Ces justifications de tirages du Mercure de France ont été collationnées et reproduites par Christian Laucou-Soulignac pour ses Éditions du Fourneau (plus tard : Fornax) dans l'ouvrage ci-dessus. Il a du reste récidivé pour Les Introuvables, ci-dessous.



Enfin, la bibliophilie moderne redécouvrit la signature originale pour des tirages réduits. Parfois, la justification pouvait même s’accompagner d’une phrase originale de l’auteur, d’un petit dessin, tout dépendait également de l’importance de l'ouvrage ou du projet bibliophilique. Bien sûr ces signatures ne revêtent pas autant d’importance que les envois autographes des mêmes, mais elles témoignent d’un contrat passé entre l’éditeur, l’auteur et son lecteur au terme duquel cet ouvrage a été approuvé et tiré scrupuleusement.

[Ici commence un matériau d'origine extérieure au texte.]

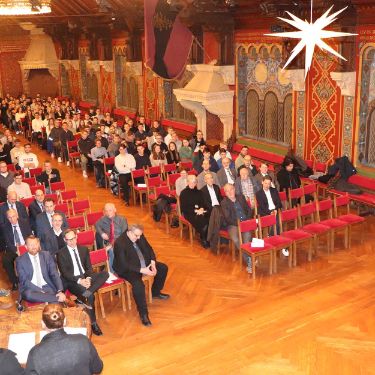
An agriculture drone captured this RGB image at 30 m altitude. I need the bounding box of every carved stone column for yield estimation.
[284,69,306,158]
[331,72,356,158]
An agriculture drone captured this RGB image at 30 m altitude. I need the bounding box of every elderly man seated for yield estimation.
[16,236,74,304]
[180,175,210,249]
[95,203,128,272]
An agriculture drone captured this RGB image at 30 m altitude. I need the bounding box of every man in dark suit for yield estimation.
[216,158,237,187]
[29,189,44,233]
[16,236,66,303]
[36,160,61,189]
[0,191,29,224]
[1,209,32,290]
[36,198,68,237]
[40,213,65,257]
[113,224,169,326]
[201,173,223,214]
[26,304,103,375]
[256,175,282,216]
[57,229,109,336]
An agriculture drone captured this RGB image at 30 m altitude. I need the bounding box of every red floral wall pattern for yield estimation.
[305,51,342,162]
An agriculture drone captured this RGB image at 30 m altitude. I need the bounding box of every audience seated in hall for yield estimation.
[8,172,32,199]
[113,224,169,326]
[57,229,109,336]
[26,304,103,375]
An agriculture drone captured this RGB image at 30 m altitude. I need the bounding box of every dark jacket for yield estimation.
[220,194,253,226]
[16,251,63,295]
[0,348,25,375]
[26,328,103,375]
[0,218,32,253]
[36,211,68,237]
[36,168,61,187]
[57,246,94,284]
[0,202,29,224]
[256,187,283,216]
[113,232,156,278]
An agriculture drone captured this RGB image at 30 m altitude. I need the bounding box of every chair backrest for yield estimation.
[55,202,69,216]
[86,211,103,227]
[50,181,65,191]
[67,216,86,229]
[315,162,327,173]
[77,230,96,248]
[167,173,181,187]
[180,161,193,170]
[22,177,36,186]
[30,185,46,195]
[29,167,43,177]
[60,190,77,202]
[72,199,91,215]
[20,197,35,208]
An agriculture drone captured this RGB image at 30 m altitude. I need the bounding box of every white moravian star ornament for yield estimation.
[265,5,357,79]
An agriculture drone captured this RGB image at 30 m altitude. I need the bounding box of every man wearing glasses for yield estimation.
[57,229,109,336]
[113,224,169,326]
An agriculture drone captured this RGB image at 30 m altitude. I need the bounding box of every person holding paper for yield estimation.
[220,184,253,273]
[26,305,103,375]
[113,224,169,327]
[16,236,70,303]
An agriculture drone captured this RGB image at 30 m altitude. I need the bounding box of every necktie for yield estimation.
[133,242,146,268]
[13,225,21,246]
[73,249,85,276]
[33,256,43,288]
[109,219,115,243]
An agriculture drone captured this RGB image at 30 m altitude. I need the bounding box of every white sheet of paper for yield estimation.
[39,327,87,341]
[8,332,35,363]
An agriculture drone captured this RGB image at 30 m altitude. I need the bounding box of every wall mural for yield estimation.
[305,51,342,163]
[237,43,293,145]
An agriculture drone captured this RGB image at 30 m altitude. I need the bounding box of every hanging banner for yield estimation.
[145,0,193,79]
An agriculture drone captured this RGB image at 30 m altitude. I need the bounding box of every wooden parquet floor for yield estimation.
[0,142,375,375]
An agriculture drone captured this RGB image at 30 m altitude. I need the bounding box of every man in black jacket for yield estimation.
[57,229,109,336]
[1,209,32,290]
[36,160,61,189]
[256,175,282,216]
[113,224,169,326]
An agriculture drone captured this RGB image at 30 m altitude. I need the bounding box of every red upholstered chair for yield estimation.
[20,197,35,208]
[22,177,36,186]
[77,230,96,250]
[298,202,331,253]
[333,194,365,247]
[316,198,349,251]
[67,216,86,230]
[30,185,46,195]
[238,219,275,279]
[258,215,293,273]
[279,207,313,266]
[86,211,103,230]
[131,168,147,208]
[90,249,126,318]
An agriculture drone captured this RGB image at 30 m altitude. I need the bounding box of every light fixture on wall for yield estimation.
[265,0,357,79]
[0,0,52,16]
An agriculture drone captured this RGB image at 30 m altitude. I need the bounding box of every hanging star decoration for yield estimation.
[265,6,358,79]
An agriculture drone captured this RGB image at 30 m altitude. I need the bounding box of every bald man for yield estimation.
[95,203,128,272]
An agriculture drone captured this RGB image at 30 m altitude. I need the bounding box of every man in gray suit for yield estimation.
[16,236,66,302]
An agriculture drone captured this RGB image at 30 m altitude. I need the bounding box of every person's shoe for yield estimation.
[141,314,152,327]
[0,289,10,297]
[152,293,170,299]
[91,323,103,336]
[0,302,13,310]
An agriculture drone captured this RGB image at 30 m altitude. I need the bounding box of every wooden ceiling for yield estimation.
[0,0,375,35]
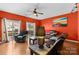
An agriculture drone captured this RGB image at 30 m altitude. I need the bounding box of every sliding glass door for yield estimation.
[2,18,21,41]
[26,22,36,37]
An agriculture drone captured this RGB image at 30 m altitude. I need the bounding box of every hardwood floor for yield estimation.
[0,41,78,55]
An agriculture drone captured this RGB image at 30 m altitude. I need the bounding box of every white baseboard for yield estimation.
[66,39,79,43]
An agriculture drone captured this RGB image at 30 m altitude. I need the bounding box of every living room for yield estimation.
[0,3,79,55]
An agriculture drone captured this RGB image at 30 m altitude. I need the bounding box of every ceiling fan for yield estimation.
[26,4,44,17]
[33,8,44,17]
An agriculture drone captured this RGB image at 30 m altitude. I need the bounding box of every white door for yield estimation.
[26,22,36,37]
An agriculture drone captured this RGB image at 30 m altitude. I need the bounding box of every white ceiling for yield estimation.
[0,3,74,19]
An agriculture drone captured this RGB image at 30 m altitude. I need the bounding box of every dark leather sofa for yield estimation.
[14,31,28,43]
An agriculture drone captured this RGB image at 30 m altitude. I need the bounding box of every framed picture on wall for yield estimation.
[53,17,68,27]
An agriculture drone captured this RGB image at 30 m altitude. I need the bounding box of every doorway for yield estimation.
[2,18,21,42]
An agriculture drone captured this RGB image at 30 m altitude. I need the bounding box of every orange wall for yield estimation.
[41,12,78,40]
[77,3,79,40]
[0,11,40,38]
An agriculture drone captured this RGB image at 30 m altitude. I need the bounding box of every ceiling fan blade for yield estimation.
[38,13,44,15]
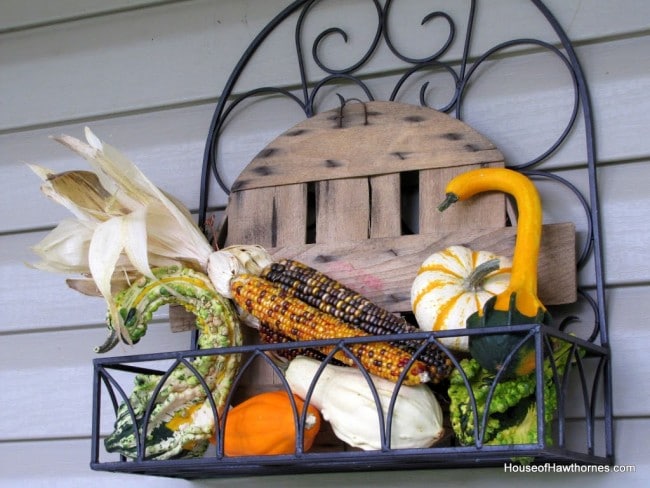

Justification de tirage pour « Marie Mathématique », de Jean-Claude Forest. Pour ce tirage de tête, l'auteur a à la fois apposé sa signature et son monogramme (qui est la transcription idéogrammatique de son nom)


De gauche à droite : Christian Laucou-Soulignac qui réalisa la maquette et l'impression de « Marie Mathématique », André Ruellan, co-auteur, Jean-Claude Forest, l'auteur, et le Tenancier de ce présent blog qui eut la chance de publier tout cela ! On assiste ici à la séance de signature où l'auteur compléta la justification de tirage, comme plus haut... (Cliché de Petra Werlé)
Ainsi, lorsqu’un libraire mentionne qu’un ouvrage a été  « justifié », cela signifie que vous y trouverez une signature ou une marque quelconque qui authentifiera le tirage.